Tried a little abo knapping this weekend.


----------



## dtala (Apr 11, 2010)

nice work.

  troy


----------



## Al33 (Apr 12, 2010)

Very nice!!! I like the way you photographed them to.


----------



## dmedd (Apr 12, 2010)

You make me sick!!!


----------



## Nugefan (Apr 12, 2010)

mighty purty Brent ....


----------



## Redbow (Apr 12, 2010)

Nice work man, pretty stuff !


----------



## Katera73 (Apr 12, 2010)

Its amazing how you can get them that purdy with just a rock and some bone nice work!!!


----------



## Dawg Tired (Apr 12, 2010)

Awsome!!!


----------



## dmedd (Apr 12, 2010)

I thought you were just one of those ole cheater knappers like me that use copper only.


----------



## dmedd (Apr 12, 2010)

That goes to show it ain't the tools, it's the Indian using the tools.

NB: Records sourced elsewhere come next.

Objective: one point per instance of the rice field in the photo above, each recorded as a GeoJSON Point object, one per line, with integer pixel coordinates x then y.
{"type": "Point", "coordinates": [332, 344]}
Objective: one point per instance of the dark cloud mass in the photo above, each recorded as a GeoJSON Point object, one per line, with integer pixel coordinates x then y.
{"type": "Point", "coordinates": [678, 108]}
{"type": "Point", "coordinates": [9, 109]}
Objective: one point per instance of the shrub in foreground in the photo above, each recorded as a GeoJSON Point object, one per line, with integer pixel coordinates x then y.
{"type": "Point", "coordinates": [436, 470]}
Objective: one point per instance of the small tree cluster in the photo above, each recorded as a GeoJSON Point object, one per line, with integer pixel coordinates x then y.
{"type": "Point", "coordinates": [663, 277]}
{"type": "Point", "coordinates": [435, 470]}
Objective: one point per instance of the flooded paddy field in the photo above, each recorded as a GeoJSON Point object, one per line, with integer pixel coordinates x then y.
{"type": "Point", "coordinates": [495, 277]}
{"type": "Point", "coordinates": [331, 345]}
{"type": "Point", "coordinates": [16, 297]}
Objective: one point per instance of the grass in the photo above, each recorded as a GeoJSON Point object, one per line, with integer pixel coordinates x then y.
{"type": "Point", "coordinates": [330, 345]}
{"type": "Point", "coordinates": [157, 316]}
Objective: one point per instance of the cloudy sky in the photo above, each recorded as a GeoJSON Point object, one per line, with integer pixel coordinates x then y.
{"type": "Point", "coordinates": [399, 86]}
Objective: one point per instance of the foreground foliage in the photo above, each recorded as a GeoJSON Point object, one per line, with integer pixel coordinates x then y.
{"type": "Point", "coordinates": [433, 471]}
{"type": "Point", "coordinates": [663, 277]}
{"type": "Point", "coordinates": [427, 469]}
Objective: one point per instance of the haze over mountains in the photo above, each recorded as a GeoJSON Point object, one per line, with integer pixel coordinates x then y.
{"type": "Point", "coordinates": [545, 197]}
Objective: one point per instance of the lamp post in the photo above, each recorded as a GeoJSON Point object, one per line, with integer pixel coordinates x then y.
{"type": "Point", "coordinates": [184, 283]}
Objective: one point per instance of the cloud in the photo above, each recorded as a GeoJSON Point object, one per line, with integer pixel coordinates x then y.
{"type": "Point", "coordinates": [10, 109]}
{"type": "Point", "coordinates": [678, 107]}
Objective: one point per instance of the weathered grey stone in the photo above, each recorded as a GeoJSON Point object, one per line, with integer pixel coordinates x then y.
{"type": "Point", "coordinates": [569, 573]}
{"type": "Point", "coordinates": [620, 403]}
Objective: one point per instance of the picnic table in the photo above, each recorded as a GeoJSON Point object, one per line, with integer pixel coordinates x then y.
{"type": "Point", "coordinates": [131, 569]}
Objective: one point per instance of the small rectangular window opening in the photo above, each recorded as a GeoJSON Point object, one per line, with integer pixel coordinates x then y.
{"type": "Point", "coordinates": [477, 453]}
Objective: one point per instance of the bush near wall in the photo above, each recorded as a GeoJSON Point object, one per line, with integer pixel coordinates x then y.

Congrats on some beautiful abo points buddy.


----------



## jbgregory1230 (Apr 14, 2010)

Thanks everyone!


----------



## Son (Apr 14, 2010)

Looking good...


----------



## chehawknapper (Jun 20, 2010)

proud of ya!


----------



## dpoole (Jun 21, 2010)

Brent very nice !!!!!!!!!!!!!!!!!!!!!!!!


----------



## wet feet (Jun 21, 2010)

Very nice work Brent but u really should tell these folks that i made those for u while we was sitting at the station the other day


----------



## p paw barry (Jun 22, 2010)

i don't know how u do that,,, if i hit a rock with a bone, i get a 
broken rock  ,, very cool


----------



## jbgregory1230 (Jun 23, 2010)

Thanks everyone!


----------



## HALOJmpr (Jun 23, 2010)

Let me know when you're offering lessons for me Brent


----------



## Bone pile (Jun 24, 2010)

good lookin' points


----------



## UserNameGoesHere (Jun 25, 2010)

Son, the flint knapping giant lives!


----------



## arrow1r2 (Jul 19, 2010)

I am envious.  Nice work.


----------



## Willjo (Jul 23, 2010)

bump


----------



## dmedd (Jul 25, 2010)

The flint knapping giant......that's a good name for him...lol.

I call him little brother.


----------